Pain is bad because it feels bad. That’s why I think pain should be alleviated irrespective of the species in which it occurs.
I don’t share these intuitions. Pain is bad if it happens to something I care about. I don’t care about fish.
I don’t care about fish either. I care about pain. It just so happens that fish can experience pain.
Truthfully, I’m not even sure I believe pain is bad in the relevant sense. It’s certainly something I’d prefer to avoid under most circumstances, but when I think about it in detail there always ends up being a “because” in there: because it monopolizes attention, because in sufficient quantity it can thoroughly screw up your motivational and emotional machinery, because it’s often attached to particular actions in a way that limits my ability to do things. It doesn’t feel like a root-level aversion to my reasoning self: when I’ve torn a ligament and can’t flex my foot in a certain way without intense stabbing agony, I’m much more annoyed by the things it prevents me from doing than by the pain it gives me, and indeed I remember the former much better than the latter.

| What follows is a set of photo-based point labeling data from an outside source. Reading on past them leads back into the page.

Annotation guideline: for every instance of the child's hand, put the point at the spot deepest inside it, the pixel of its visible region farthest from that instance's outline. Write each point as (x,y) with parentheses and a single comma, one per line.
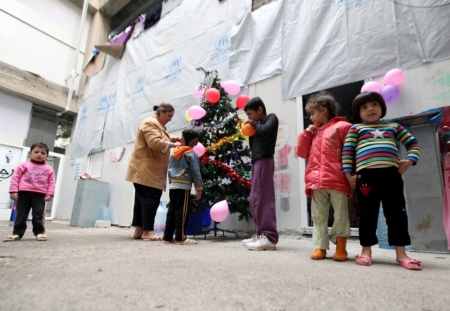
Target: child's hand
(173,145)
(198,196)
(311,128)
(351,179)
(404,165)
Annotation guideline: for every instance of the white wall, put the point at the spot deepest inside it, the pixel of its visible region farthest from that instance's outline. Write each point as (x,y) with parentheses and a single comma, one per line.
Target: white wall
(422,88)
(14,119)
(41,36)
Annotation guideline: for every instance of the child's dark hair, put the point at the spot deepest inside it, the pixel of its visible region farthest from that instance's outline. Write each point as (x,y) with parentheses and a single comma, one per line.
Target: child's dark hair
(322,100)
(188,135)
(40,145)
(254,104)
(364,98)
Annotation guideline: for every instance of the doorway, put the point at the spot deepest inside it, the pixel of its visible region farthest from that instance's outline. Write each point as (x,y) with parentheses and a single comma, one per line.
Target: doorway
(344,95)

I haven’t thought this through rigorously, but if I had to take a stab at it right now I’d say that pain is bad in roughly the same way that pleasure is good: in other words, it works reasonably well as a rough experiential pointer to the things I actually want to avoid, and it does place certain constraints on the kind of life I’d want to live, but I’d expect trying to ground an entire moral system in it to give me some pretty insane results once I started looking at corner cases.